Asya’daki gelişmelere bir adım geriden bakarak yaşanan olayları hatırlamamız gerekirse;

-Siyasetten uzak, sade bir imparator olarak Japon siyasi tarihine geçen İmparator Akihito 2019 Nisan’ında görevden kendi isteği ile çekilerek tahtını oğlu Naruhito’ya bırakmıştır.

-ABD, 2021 Ağustos’unda Afganistan’daki işgalini başarısız bir şekilde geri çekilerek sonlandırmak zorunda kalmış, bu durum ABD’nin küresel güç olma iddiasını yaralayan olumsuz bir vaka olarak tarihe geçmiştir.

-Pakistan, Çin ile ilişkilerini oldukça ilerletmiştir.

-Türk Devletlerinden Kazakistan’da Ocak ayında başlayan ayaklanmalar bastırılmış, ayaklanma devlet içerisindeki tasfiyeleri hızlandırmış, “Yeni Kazakistan” söylemi ve Cumhurbaşkanı Tokayev’in iradesi ile bir Türk Devleti olduğu vurgusunu arttırmıştır.

-Özbekistan, yeni Cumhurbaşkanı Mirziyoyev ile dünyaya kapılarını tekrar açmış ve Türk Devletleri Teşkilatı’nın temel unsurlarından biri haline gelmiştir.

-Türkmenistan, Mart ayında yeni Cumhurbaşkanı Serdar Berdimuhammedov’un seçilmesi, akabinde de eski Cumhurbaşkanı Kurbankulu Berdimuhammedov’un TDT Aksakallılar Üyesi olması ile tarafını TDT lehine ilan etmiştir.
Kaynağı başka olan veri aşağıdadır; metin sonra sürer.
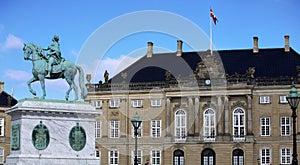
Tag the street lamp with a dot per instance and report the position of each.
(293, 98)
(136, 122)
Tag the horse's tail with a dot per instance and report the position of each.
(81, 82)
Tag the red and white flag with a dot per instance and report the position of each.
(212, 15)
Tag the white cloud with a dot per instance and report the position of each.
(12, 42)
(17, 75)
(113, 66)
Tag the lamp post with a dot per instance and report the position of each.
(293, 99)
(136, 122)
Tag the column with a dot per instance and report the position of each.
(197, 113)
(226, 109)
(168, 121)
(191, 117)
(249, 114)
(219, 115)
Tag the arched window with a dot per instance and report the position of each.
(209, 124)
(238, 157)
(180, 125)
(238, 124)
(178, 157)
(208, 157)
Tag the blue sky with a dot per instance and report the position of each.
(76, 22)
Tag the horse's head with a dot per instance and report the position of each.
(27, 49)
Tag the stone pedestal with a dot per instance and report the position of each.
(52, 132)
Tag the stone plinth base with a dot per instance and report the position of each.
(60, 145)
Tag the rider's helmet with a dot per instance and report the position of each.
(55, 38)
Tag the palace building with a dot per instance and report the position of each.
(221, 107)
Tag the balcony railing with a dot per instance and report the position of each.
(193, 83)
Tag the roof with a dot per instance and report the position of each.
(7, 100)
(268, 63)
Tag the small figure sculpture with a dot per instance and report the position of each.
(54, 56)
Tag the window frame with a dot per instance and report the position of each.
(140, 131)
(264, 99)
(180, 128)
(287, 127)
(208, 126)
(264, 126)
(97, 103)
(113, 158)
(155, 160)
(113, 129)
(240, 127)
(2, 126)
(137, 103)
(98, 131)
(282, 99)
(155, 102)
(155, 129)
(114, 103)
(286, 157)
(139, 157)
(263, 158)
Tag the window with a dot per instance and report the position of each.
(265, 155)
(139, 130)
(139, 157)
(137, 103)
(264, 100)
(97, 153)
(180, 125)
(285, 126)
(2, 126)
(98, 129)
(285, 156)
(238, 124)
(178, 157)
(114, 128)
(155, 102)
(238, 157)
(155, 157)
(97, 103)
(282, 99)
(208, 157)
(113, 157)
(265, 129)
(209, 125)
(114, 103)
(155, 128)
(1, 155)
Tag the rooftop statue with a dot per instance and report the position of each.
(53, 66)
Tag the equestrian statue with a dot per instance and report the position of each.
(53, 66)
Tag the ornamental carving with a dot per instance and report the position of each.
(40, 136)
(77, 138)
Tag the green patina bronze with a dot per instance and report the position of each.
(40, 136)
(15, 137)
(53, 66)
(77, 138)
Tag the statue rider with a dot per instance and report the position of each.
(54, 56)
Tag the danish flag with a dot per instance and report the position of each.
(212, 15)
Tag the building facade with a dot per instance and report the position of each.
(225, 107)
(6, 102)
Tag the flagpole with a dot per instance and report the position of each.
(210, 36)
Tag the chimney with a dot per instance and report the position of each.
(1, 86)
(179, 48)
(255, 47)
(150, 50)
(286, 43)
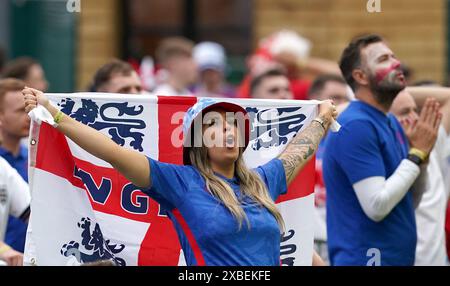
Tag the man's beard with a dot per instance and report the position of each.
(385, 91)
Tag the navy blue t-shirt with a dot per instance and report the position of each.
(369, 144)
(16, 229)
(208, 233)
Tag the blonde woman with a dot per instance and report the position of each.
(223, 212)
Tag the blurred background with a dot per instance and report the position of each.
(71, 46)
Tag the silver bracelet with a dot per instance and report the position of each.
(320, 122)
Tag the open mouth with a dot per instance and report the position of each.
(229, 141)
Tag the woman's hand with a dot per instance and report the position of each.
(12, 257)
(422, 133)
(33, 97)
(327, 113)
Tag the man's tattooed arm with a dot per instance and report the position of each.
(302, 148)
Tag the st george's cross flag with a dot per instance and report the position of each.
(83, 210)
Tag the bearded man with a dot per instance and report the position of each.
(371, 167)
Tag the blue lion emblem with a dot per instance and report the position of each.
(118, 128)
(97, 248)
(276, 123)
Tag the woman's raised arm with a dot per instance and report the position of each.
(305, 144)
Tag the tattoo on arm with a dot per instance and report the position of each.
(301, 149)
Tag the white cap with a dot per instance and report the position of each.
(210, 55)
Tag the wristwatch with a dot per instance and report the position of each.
(320, 121)
(415, 159)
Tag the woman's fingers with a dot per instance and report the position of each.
(424, 114)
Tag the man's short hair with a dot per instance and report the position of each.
(107, 71)
(321, 81)
(19, 68)
(9, 85)
(351, 57)
(173, 46)
(256, 81)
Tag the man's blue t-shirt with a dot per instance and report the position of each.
(16, 229)
(369, 144)
(208, 233)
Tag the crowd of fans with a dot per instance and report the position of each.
(369, 193)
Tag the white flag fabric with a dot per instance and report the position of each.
(83, 210)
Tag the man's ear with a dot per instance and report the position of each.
(360, 77)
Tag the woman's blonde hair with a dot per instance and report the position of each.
(251, 185)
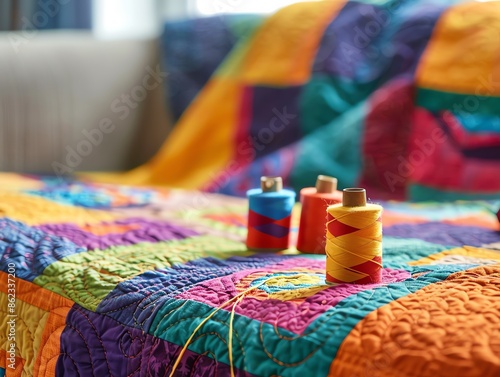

-Hindistan’da Hindu milliyetçisi Narendra Modi hükümetinin, iç politikadaki Müslümanları ötekileştirici tutumu iç barışını tehdit etmektedir. Savunma politikalarında Rusya ile yaptığı S-400 ticareti ile birlikte ABD’nin tepkisini alsa da; dış politika açısından QUAD müttefiki ABD için hala vazgeçilmez bir konumdadır. Bu konum, ABD tarafından Çin ve Pakistan’a karşı hazırlanan nüfuzlu ve nüfuslu bir güç olmasındandır.

-Çin, Trump dönemindeki yaptırımların Biden döneminde vites küçültmesi ve patlak veren Ukrayna-Rusya savaşında Batı’nın ilgisinin Rusya’ya odaklanması ile krizi ülke büyümesini arttırabileceği bir fırsata çevirme eğilimindedir.

-Çin’in, Pakistan tarafından İslam dünyasına yakınlaştırma çabaları da kapsayıcı bir doğu ittifakı gayretinin sinyallerini vermektedir.

-Rusya ise Batı’nın tuzağına düşmüş, Ukrayna’ya saplanmıştır. Yaptırımların da etkisi ile Rusya’nın Ukrayna’da askeri, ekonomik ve siyasi kaynakları tükenmektedir.

İşte tam da böyle bir siyasi ortamda gerçekleşmiştir Biden’ın Kore ve Japonya Ziyaretleri.

Güney Kore Ziyareti

Kaynak: ntv.com.tr

Biden, Kore-Japonya gezilerine teamüllerin aksine bu kez Kore’den başlamıştır. Sonra Japonya’ya geçmiştir.

Kore Ziyareti sırasında ise ilkin askeri bölgeleri ziyaret etmek yerine Samsung yarı-iletken Üretim Üssü’nü ziyaret etmesi ABD açısında Kore’deki öncelikleri açısından fikir vermektedir.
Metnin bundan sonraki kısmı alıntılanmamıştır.